For Hafida, immigrating to Canada eventually cost her her marriage. Her husband couldn’t find work in his field, became depressed and frustrated and eventually returned to Algeria and divorced Hafida, leaving her behind with their three children, Rabah, Siham and Mohamed. Hafida, who although educated and a fluent speaker of French had lived most of her life as a housewife, had to go to work to support herself and her children. She eventually became a qualified childcare worker and ran a daycare out of her home.
By the end of the film, Hafida has returned to Algeria where she says she has time to live, something she didn’t have in Canada. She deeply regrets having immigrated to Canada. Two of her children, her daughter Siham and her son Mohamed (who does the music for the film), have decided to stay in Montreal.
In a fascinating discussion with her daughter Siham, in which Hafida tries to convince Siham that life would be fine for her in Algeria, Siham says that she wants to stay in Montreal because she wants to work and be a “business woman” something she believes is only possible for women in Algeria if they come from rich and well-connected families, whereas in Canada, a woman can come from nothing and still become a success: “You can come from Saint Michel (an ethnically diverse and lower-income neighbourhood in Montreal notorious for its street gangs…but also the home of Cirque Du Soleil) and end up in Westmount (a rich neighbourhood in Montreal),” she says. Siham tells her mother that she is so adamant about being financially independent of any man because she saw how Hafida suffered because she was financially dependant on her father.
We learn at the end of the film that Hafida’s son Rabah has decided to move back to Algeria. The film closes with Hafida presiding over Rabah’s wedding.

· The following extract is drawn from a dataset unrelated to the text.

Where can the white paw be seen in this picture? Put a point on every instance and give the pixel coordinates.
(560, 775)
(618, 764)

I would recommend the documentary Seules to anyone who wants to better understand the myriad ways in which Canada’s immigration system is failing immigrants and their families.
Rabah’s new life in Algeria should be a subject of a documentary on its own.

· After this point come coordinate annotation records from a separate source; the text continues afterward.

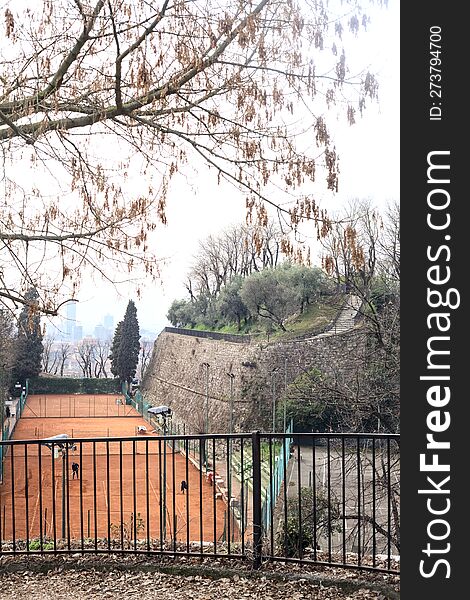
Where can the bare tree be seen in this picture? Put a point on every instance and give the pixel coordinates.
(64, 352)
(101, 356)
(239, 250)
(167, 83)
(86, 352)
(7, 353)
(49, 355)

Rabah is a hip hop artist (under the stage name El Winner) and his group Latitude Nord is a child of the Montreal Hip Hop music scene. Their track Young Gun Killers (2002), in reference to the Columbine High School shootings, is a classic of Quebecois Hip Hop.
I first saw Rabah Ait Ouyahia in the 2001 Quebecois film Tar Angel (L´ange de goudron) directed by Denis Chouinard. Tar Angel is about an Algerian immigrant named Ahmed Kasmi (played by Zinedine Soualem) whose family fled the civil war in Algeria in order to make a better life in Montreal. The remarkable Palestinian actress Hiam Abbass, who has starred in such films as Paradise Now, The Nativity Story, and The Visitor, plays Ahmed’s wife. The family is finally about to get Canadian citizenship but Ahmed’s teenage son Hafid, played by Rabah Ait Ouyahia, goes into hiding because the police are searching for him after he’s been caught on tape freeing illegal immigrants who were about to be deported. Ahmed discovers that his son has become involved in a militant activist group and the only way to find him is with the help of Hafid’s Quebecois tattoo-artist girlfriend Hugette. At one point in the film, Ahmed is forced to drink alcohol by the atheist leader of the militant group Hafid is involved with in order to get information about his son’s whereabouts.